I cannot get sucked into Baldur’s Gate 3. I will not stack 45 crates in a video game for any reason that you care to name. And yet this clip has me alarmingly close to giving Ash’s BG3 beginner’s guide a try.
Is covering a printer’s USB port with a sticker to push people into wireless printing the worst thing HP does with its hardware? Not remotely. Is it still pretty funny to watch someone just take off the sticker and plug their printer in? I think so.

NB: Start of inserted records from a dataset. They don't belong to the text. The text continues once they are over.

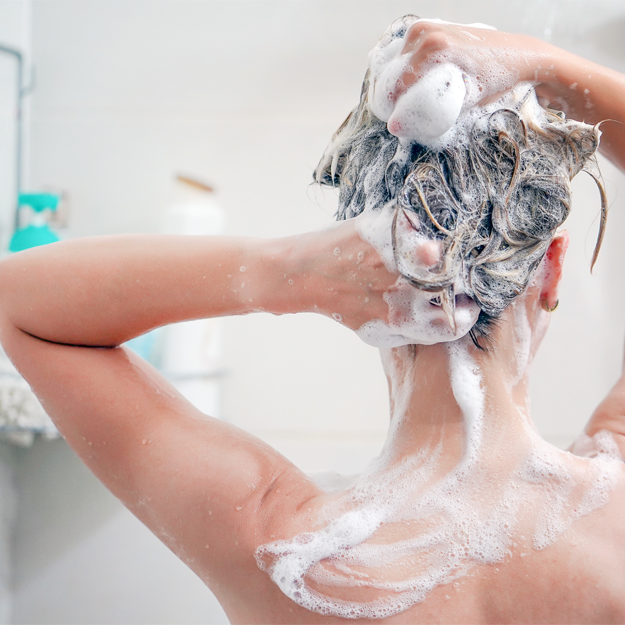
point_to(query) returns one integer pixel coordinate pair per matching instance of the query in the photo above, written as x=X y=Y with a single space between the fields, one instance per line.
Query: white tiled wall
x=246 y=95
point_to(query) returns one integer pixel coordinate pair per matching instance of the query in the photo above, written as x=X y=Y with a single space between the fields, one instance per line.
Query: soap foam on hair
x=444 y=103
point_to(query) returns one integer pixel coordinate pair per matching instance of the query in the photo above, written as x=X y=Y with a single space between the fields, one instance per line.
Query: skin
x=167 y=462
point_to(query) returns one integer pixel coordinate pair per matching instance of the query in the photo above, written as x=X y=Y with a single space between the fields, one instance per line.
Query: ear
x=554 y=261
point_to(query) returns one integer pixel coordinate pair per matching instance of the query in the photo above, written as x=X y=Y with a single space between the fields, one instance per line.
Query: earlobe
x=554 y=261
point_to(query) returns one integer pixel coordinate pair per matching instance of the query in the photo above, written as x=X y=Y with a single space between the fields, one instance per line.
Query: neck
x=470 y=402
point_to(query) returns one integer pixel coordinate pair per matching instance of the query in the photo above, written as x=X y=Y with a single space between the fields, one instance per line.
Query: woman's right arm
x=211 y=492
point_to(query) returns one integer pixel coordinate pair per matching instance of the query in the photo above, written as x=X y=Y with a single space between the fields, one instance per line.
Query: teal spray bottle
x=35 y=211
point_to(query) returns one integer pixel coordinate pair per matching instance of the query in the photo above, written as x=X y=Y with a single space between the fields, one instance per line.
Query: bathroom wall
x=14 y=33
x=246 y=95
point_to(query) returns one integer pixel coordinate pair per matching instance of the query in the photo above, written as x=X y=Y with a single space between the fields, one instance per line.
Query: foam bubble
x=414 y=317
x=444 y=102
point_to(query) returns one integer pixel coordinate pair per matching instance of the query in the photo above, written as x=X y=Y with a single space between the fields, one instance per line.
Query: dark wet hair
x=494 y=198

AI Weirdness’ gently surrealist designs are always delightful, and its AI-generated slogans for baby onesies are no exception. But it’s particularly fascinating to watch author Janelle Shane struggle against the stultifying blandness of modern LLMs, to the point where she now gets the best results by asking AI tools to imitate her own blog’s style:
In my opinion, the most interesting creative use of large language models is to generate text that’s nothing like a human would have written. [...] In that sense, BLOOM, with its less-perfect retrieval of human output, is better at this task than GPT-4.
It is creepy to me however that the only reason this method gets BLOOM to generate weird designs is because I spent years seeding internet training data with lists of weird AI-generated text.
[AI Weirdness]
I just got back from vacation and this has been stuck in my head the past few days of it. Polygon has more context if you need it, but they had me at “women are my favorite guy.”